Australian oil and gas major Santos (ASX: STO) said Monday it and its joint venture partners in the Bayu-Undan carbon capture and storage (CCS) project offshore Timor-Leste signed a Memorandum of Understanding (MoU) with TIMOR GAP, the Southeast Asian country’s national oil company, to jointly explore partnership opportunities.
The deal comes as Bayu-Undan CCS landed four non-binding MoUs for supply of carbon dioxide (CO2) showing that demand for CO2 storage at the facility could be more than 10 million tons per annum (Mtpa).
With a 43.4% interest, Santos is the operator of the project where it partners with South Korea’s SK E&S with a 25% stake, Japan’s INPEX (TYO: 1605) with 11.4%, Italy’s Eni (BIT: ENI) with 11%, and Tokyo Timor Sea Resources with 9.2%.
Under the MoU with TIMOR GAP, Santos and its partners will share information about Bayu-Undan CCS and explore potential partnership opportunities, including equity participation in the facility for the state-owned oil company.
“This could be an exciting new industry for Timor-Leste, putting it at the leading edge of the global energy evolution and generating revenue, local jobs and business opportunities for the nation,” Kevin Gallagher, Managing Director and CEO of Santos, commented on the MoU announcement.

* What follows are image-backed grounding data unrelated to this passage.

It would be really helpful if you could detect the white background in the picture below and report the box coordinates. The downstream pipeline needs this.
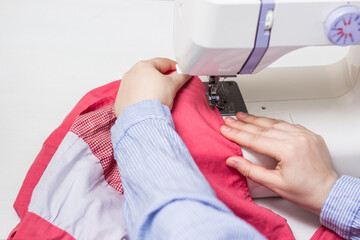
[0,0,319,239]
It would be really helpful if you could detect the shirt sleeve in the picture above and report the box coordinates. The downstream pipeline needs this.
[320,175,360,240]
[111,99,265,240]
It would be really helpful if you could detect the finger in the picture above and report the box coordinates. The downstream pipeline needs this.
[226,156,281,188]
[236,112,299,132]
[220,125,282,160]
[224,116,289,140]
[148,57,177,74]
[168,71,192,89]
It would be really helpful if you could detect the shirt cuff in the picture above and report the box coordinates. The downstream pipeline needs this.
[320,175,360,239]
[111,100,174,149]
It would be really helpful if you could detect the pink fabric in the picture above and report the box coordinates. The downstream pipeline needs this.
[172,77,294,239]
[9,212,75,240]
[10,81,119,239]
[10,77,342,240]
[311,226,343,240]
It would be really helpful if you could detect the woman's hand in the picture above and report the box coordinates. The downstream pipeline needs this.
[220,112,339,215]
[114,58,191,117]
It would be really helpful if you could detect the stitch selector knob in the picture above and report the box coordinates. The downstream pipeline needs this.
[325,6,360,46]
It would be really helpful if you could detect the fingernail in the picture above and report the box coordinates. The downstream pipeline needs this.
[226,159,238,168]
[237,112,247,119]
[221,125,231,132]
[225,117,235,123]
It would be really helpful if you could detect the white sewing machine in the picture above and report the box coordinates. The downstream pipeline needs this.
[173,0,360,198]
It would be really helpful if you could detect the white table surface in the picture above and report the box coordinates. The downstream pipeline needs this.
[0,0,320,239]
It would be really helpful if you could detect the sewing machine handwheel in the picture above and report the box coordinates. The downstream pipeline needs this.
[325,6,360,46]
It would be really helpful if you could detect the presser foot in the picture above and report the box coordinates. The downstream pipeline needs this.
[204,81,248,116]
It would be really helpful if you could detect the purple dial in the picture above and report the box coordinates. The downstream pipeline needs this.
[325,6,360,46]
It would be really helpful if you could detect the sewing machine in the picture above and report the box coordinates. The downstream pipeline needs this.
[173,0,360,197]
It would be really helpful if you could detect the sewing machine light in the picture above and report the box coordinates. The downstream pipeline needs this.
[325,6,360,46]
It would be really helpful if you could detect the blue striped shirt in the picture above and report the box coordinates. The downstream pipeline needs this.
[320,176,360,239]
[111,99,360,240]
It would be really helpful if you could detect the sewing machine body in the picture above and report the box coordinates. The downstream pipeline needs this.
[174,0,360,197]
[174,0,360,75]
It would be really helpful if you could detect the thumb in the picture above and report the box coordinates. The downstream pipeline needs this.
[226,156,279,189]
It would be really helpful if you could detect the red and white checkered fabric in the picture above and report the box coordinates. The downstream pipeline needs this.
[70,104,123,193]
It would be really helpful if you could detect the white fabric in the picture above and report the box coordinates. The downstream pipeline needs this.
[29,132,127,240]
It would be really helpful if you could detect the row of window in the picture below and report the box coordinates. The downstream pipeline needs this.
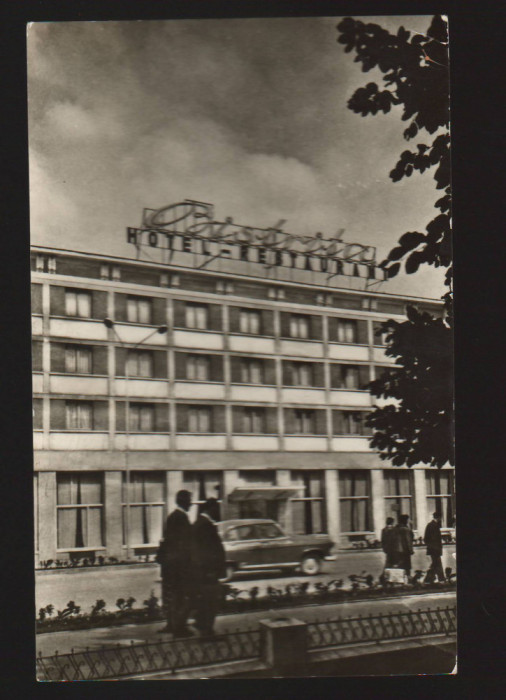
[33,343,384,389]
[34,399,372,435]
[41,469,455,551]
[34,286,389,344]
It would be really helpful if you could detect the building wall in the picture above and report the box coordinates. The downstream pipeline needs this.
[31,248,453,564]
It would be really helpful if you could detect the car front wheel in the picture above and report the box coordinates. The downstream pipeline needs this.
[301,554,321,576]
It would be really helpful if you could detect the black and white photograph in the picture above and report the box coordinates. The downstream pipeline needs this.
[29,13,455,679]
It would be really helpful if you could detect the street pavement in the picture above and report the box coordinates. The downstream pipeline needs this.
[36,590,456,658]
[36,545,456,614]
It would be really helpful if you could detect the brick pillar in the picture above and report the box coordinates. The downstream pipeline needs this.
[104,471,123,558]
[413,468,428,537]
[370,469,385,539]
[324,470,340,550]
[222,470,239,520]
[37,472,57,563]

According to the executive, this partnership would advance Bayu-Undan CCS as a carbon storage hub for customers in Australia, Japan, South Korea and across Asia as countries seek to decarbonize their economies.

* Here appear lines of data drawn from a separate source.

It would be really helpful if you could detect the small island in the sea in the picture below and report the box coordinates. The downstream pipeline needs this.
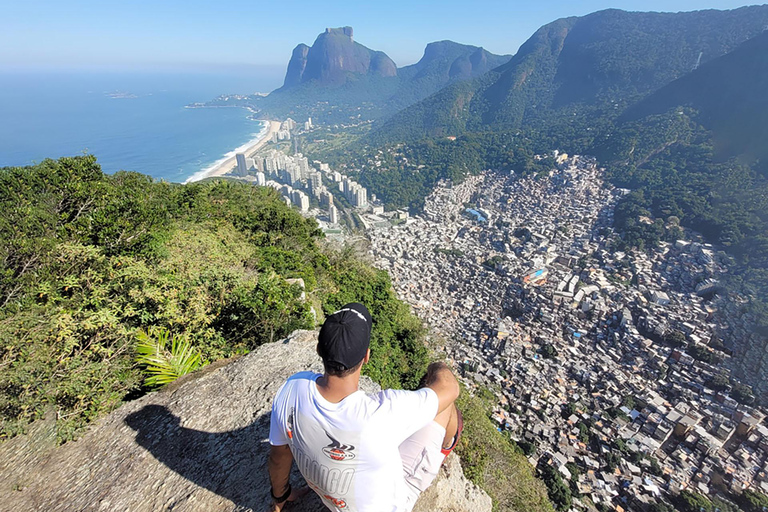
[106,91,138,99]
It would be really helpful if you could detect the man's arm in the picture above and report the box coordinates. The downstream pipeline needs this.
[423,362,460,415]
[267,444,293,510]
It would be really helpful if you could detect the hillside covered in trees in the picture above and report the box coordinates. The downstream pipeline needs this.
[0,155,431,441]
[367,6,768,145]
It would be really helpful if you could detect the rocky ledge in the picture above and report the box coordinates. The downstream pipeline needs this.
[0,330,491,512]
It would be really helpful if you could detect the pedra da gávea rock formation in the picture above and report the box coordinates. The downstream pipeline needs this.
[0,330,491,512]
[282,27,397,88]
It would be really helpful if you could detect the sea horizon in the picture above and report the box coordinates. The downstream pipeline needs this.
[0,68,282,183]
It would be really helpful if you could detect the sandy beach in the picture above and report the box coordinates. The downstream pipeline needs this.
[184,120,281,184]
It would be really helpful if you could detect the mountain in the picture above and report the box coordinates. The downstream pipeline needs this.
[369,6,768,143]
[622,30,768,171]
[250,28,510,123]
[389,40,510,111]
[280,27,397,88]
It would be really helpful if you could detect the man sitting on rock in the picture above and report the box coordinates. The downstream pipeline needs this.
[267,302,462,512]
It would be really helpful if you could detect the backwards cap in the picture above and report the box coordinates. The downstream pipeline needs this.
[318,303,372,369]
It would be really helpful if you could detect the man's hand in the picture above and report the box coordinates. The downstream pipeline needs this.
[268,486,309,511]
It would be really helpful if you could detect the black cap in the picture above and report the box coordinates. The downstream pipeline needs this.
[318,303,372,369]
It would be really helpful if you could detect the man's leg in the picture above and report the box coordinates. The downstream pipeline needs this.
[398,365,464,510]
[435,403,461,454]
[421,361,462,454]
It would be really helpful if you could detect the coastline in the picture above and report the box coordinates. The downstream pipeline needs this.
[183,119,281,184]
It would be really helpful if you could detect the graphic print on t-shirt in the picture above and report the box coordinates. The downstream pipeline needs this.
[323,431,356,461]
[287,408,295,439]
[290,409,360,510]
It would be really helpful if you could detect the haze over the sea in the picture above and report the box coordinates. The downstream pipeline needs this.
[0,69,282,183]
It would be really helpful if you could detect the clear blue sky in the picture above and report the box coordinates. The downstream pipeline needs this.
[2,0,765,71]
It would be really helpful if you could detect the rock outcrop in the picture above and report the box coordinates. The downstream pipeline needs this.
[402,41,509,81]
[0,330,491,512]
[282,27,398,88]
[283,43,310,88]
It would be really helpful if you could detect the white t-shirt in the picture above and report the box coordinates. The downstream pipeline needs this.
[269,372,439,512]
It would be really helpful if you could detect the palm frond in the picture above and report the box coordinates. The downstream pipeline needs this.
[135,327,203,388]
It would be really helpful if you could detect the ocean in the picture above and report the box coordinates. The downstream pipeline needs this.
[0,69,283,183]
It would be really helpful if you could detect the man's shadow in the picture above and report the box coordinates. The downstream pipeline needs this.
[124,404,321,511]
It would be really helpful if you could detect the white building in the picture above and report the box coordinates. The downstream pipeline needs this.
[292,190,309,213]
[354,187,368,208]
[329,205,339,224]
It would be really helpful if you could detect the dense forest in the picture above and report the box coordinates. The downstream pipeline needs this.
[0,155,430,441]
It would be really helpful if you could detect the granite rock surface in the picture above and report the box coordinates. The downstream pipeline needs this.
[0,330,491,512]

Thanks to its large scale and access to existing pipelines and other infrastructure, Bayu-Undan CCS can provide a cost-competitive carbon solution, the Australian major said.
The project is part of Santos’ three-hub CCS strategy which also includes the Moomba CCS project is South Australia, which is 30% away from completion with a storage capacity of 1.7 Mtpa of CO2 from 2024 on.